UK new car registrations rose by 15% year on year in February, reflecting the easing of Covid restrictions, as an industry body called on the government to cut VAT on electric vehicle charge points in the face of soaring energy prices.
New vehicle registrations were down 25.9% on February 2020 pre-pandemic levels, due to to constraints on vehicle supply caused by semiconductor shortages, the Society of Motor Manufacturers and Traders said on Friday.
Compared with February 2021, when showrooms were closed and only click-and-collect was permitted, private registrations rose by 30%.
The SMMT also reported “another bumper month” for battery electric vehicles (BEVs), which took a 17.7% market share to reach 10,417 units, while registrations of plug-in hybrids (PHEVs) rose to 4,677 units and a 7.9% share of the market.

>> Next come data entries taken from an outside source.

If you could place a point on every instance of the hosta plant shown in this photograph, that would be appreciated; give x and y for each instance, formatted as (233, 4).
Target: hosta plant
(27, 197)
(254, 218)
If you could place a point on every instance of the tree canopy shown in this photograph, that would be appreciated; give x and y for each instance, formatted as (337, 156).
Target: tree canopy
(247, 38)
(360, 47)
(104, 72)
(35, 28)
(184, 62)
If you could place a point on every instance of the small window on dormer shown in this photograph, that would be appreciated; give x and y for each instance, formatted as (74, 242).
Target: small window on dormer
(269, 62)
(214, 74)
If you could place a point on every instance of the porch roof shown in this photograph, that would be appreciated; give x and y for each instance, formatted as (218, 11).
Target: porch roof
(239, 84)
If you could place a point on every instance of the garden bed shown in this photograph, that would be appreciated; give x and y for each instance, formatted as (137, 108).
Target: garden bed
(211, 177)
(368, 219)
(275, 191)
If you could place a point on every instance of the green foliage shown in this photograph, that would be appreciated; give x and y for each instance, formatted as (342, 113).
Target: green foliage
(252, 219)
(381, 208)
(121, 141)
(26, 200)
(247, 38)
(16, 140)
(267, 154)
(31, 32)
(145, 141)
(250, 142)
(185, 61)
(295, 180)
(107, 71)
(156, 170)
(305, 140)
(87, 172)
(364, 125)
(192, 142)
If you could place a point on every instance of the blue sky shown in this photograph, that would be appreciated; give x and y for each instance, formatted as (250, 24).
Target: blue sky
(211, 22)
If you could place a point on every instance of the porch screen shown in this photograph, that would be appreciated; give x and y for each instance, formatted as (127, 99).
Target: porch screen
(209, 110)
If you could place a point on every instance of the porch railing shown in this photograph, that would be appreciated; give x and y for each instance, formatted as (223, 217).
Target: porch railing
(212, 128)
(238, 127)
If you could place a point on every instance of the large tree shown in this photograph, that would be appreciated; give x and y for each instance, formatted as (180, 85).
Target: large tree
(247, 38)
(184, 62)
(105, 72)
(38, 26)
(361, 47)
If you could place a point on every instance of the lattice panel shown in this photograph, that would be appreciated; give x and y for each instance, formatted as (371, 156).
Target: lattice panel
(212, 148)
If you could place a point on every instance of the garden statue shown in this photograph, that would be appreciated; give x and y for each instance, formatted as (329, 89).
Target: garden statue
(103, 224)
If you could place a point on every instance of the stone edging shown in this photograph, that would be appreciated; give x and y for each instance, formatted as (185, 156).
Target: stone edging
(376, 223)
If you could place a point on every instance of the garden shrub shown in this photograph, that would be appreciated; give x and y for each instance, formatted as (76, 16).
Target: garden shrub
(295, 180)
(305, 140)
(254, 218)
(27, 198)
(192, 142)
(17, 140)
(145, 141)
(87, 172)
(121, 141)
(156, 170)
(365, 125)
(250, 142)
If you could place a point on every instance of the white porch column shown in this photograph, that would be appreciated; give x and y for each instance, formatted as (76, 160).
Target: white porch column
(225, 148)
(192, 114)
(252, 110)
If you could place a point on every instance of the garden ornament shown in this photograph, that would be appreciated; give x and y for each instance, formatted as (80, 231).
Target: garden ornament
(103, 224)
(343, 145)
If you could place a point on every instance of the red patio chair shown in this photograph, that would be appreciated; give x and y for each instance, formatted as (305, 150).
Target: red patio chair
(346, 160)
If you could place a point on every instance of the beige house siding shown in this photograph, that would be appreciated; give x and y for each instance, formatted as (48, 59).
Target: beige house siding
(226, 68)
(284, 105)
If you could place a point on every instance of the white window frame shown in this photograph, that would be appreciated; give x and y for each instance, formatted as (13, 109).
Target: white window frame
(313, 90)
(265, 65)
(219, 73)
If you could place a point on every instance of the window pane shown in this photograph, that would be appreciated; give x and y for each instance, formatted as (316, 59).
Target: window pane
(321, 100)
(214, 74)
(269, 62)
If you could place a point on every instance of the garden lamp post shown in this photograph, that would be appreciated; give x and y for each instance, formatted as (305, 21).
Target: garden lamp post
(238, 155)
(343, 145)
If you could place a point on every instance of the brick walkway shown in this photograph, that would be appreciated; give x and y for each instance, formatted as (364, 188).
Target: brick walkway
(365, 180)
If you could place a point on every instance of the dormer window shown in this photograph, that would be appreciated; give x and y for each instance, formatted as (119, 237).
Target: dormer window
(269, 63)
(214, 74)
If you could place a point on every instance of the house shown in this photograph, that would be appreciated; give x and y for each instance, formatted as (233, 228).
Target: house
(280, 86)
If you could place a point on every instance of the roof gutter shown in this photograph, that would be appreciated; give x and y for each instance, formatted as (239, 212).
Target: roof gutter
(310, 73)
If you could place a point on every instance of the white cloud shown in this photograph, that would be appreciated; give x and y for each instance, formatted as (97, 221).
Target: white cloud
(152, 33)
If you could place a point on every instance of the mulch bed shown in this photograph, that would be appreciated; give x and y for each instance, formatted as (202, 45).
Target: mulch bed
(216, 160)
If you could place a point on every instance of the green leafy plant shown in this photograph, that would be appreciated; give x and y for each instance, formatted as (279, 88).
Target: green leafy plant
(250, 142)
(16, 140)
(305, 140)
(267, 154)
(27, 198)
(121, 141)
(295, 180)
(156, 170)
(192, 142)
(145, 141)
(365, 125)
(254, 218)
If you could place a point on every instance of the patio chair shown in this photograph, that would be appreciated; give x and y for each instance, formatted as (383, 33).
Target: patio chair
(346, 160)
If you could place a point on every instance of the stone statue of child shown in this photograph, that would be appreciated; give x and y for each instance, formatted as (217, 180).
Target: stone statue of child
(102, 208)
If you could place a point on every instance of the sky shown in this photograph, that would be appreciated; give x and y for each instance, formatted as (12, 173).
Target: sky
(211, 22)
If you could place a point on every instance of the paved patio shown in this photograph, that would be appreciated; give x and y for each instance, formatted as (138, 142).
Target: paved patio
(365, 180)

When combined with hybrid (HEV) registrations (6,883), electrified vehicles accounted for more than a third of all new cars leaving dealerships.
“While this demonstrates the growing demand for electric cars, February is typically the lowest volume month, as many buyers delay purchases until the ‘new plate’ month of March, and fluctuations in supply for some key models can have a more pronounced effect in terms of market share,” the SMMT said.
“Of greater concern to the long term delivery of net zero road transport, however, is the need for accelerated public chargepoint provision. Investments are being made, but at a pace that continues to lag behind plug-in vehicle uptake.”
SMMT chief executive Mike Hawes called on the government to use its upcoming Spring Statement to reducing VAT on public charging points given soaring energy prices.
“This will energise both consumer and business confidence and accelerate our switch to zero emission mobility,” he said.